What is already known about this subject?

  • Patients treated with kidney replacement therapies (KRTs) experience emotional distress that is currently not systematically monitored and managed.

  • The high symptom burden and emotional distress experienced by these patients impact their quality of life and are associated with poor outcomes.

  • Systematic screening for depressive symptoms may identify patients on KRTs who may benefit from clinical assessment and psychosocial support. However, there is no consensus on the optimal screening tool.

What this study adds?

  • This study reports the sensitivity and specificity of a two-step screening approach to screen for depressive symptoms in patients on KRTs.

  • We report that the two-step screening approach using a PHQ-2 score ≥1 followed by a PROMIS-D score ≥53 has good sensitivity and specificity for identifying potentially significant depressive symptoms among patients on KRTs.

  • This approach has lower question burden compared with using the PROMIS-D or PHQ-9 alone.

What impact this may have on practice or policy?

  • The two-step screening could deliver efficient and feasible screening with reduced question burden, especially among patients with no or a low level of symptoms.

  • Clinical assessment following a positive screen will be necessary to establish the diagnosis and determine the appropriate support or treatment.

INTRODUCTION

Depressive symptoms are common among patients with kidney failure treated with kidney replacement therapies (KRTs; dialysis or kidney transplant) [1–3] and are associated with poor outcomes [4, 5]. However, depressive symptoms are not assessed systematically in these patients, therefore they often remain unrecognized and untreated [6, 7]. Screening for depressive symptoms is recommended by the US Preventive Services Task Force [8], although some professional organizations do not support that recommendation [9]. Nevertheless, for patients with cancer, such screening is mandated internationally [10, 11].

In the USA, the Centers for Medicare and Medicaid Services requires depression screening for patients with kidney failure [12]. However, there is no consensus about the optimal screening tools [13]. Defining the optimal cut-off score is also challenging.

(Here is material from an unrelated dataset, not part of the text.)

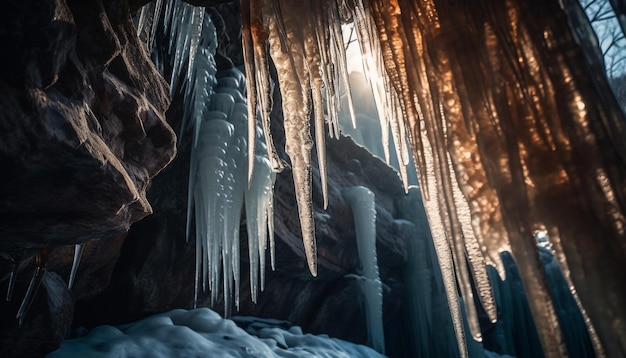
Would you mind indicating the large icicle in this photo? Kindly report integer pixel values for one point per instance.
(362, 202)
(308, 55)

A sensitive lower cut-off may yield many false positive cases, which could overwhelm the assessment system. A higher cut-off is more specific, but may miss patients who would benefit from further assessment.

Ultrabrief screening tools, such as the single depression item from the Edmonton Symptom Assessment Survey-revised Depression item (ESASr-D) or the two-item Patient Health Questionnaire (PHQ-2), minimize question burden [14, 15]. However, they yield a crude score, where a 1-point change may result in large changes in sensitivity and specificity, making ‘fine-tuning’ of the cut-off difficult. Furthermore, their reliability may be suboptimal [16].

Longer questionnaires, such as the 9-item Patient Health Questionnaire (PHQ-9) and 21-item Beck Depression Inventory, are more precise [13], but include questions that are not relevant for patients with no or minimal depressive symptoms. This and the question burden may result in respondent fatigue and low completion rates and may not be feasible for regular clinical use.

The Patient-Reported Outcomes Measurement Information System Depression (PROMIS-D) item bank offers reliable and efficient measurement of depressive symptoms [17]. It has been validated in kidney transplant recipients and patients on dialysis and can be administered using fixed length short forms (four, six or eight items) or computerized adaptive testing (CAT) [18–20]. The raw scores obtained with the different versions can be transformed to a T-score metric, which ensures comparability. PROMIS tools have been increasingly integrated into electronic patient records, making them an appealing screening option [21]. CAT offers the advantage of administering only the most relevant and informative items to respondents based on their answers to previous items. CAT typically yields precise assessment (>90% reliability) with the administration of only four to six items [22]. However, due to the specifications of the current CAT stopping rule, some respondents without depressive symptoms may need to answer up to 12 items [23].

A two-step screening approach, which has been used in various patient populations, may optimize sensitivity and specificity while minimizing the question burden [24–26]. In this approach, an ultrabrief pre-screener (ESASr-D or PHQ-2) with a highly sensitive cut-off is followed by a more detailed tool administered only to patients who score above the pre-screener cut-off. Here we compare the screening performance and question burden between administering the PROMIS-D questionnaire alone and such two-step approaches to screen for moderate to severe depressive symptoms in patients treated with KRTs.

MATERIALS AND METHODS

Study design, participant selection and data sources

This was a secondary analysis of data stored in our research database—the COmprehensive Psychosocial REsearch Data System (Co-PreDS-CKD; REB 17-5916). The primary studies contributing data to the database included participants from multiple dialysis units in Toronto who have been on dialysis for ≥90 days. Other studies enrolled participants from the outpatient kidney transplant clinic of the Toronto General Hospital, who had their kidney transplant ≥30 days prior to enrolment. Exclusion criteria for those studies included insufficient English proficiency, diagnosis of dementia and/or severe acute medical conditions, all as established by the managing clinical team. Both self-reported data elements and data extracted from medical records were audited for completeness and accuracy before being entered into the database. Participants selected for this secondary analysis included patients on maintenance dialysis and kidney transplant recipients who completed the ESASr, PHQ-9, and PROMIS-29 or PROMIS-D CAT between September 2017 and April 2020. Participants were excluded if they had missing or ambiguous responses on any of the questionnaires.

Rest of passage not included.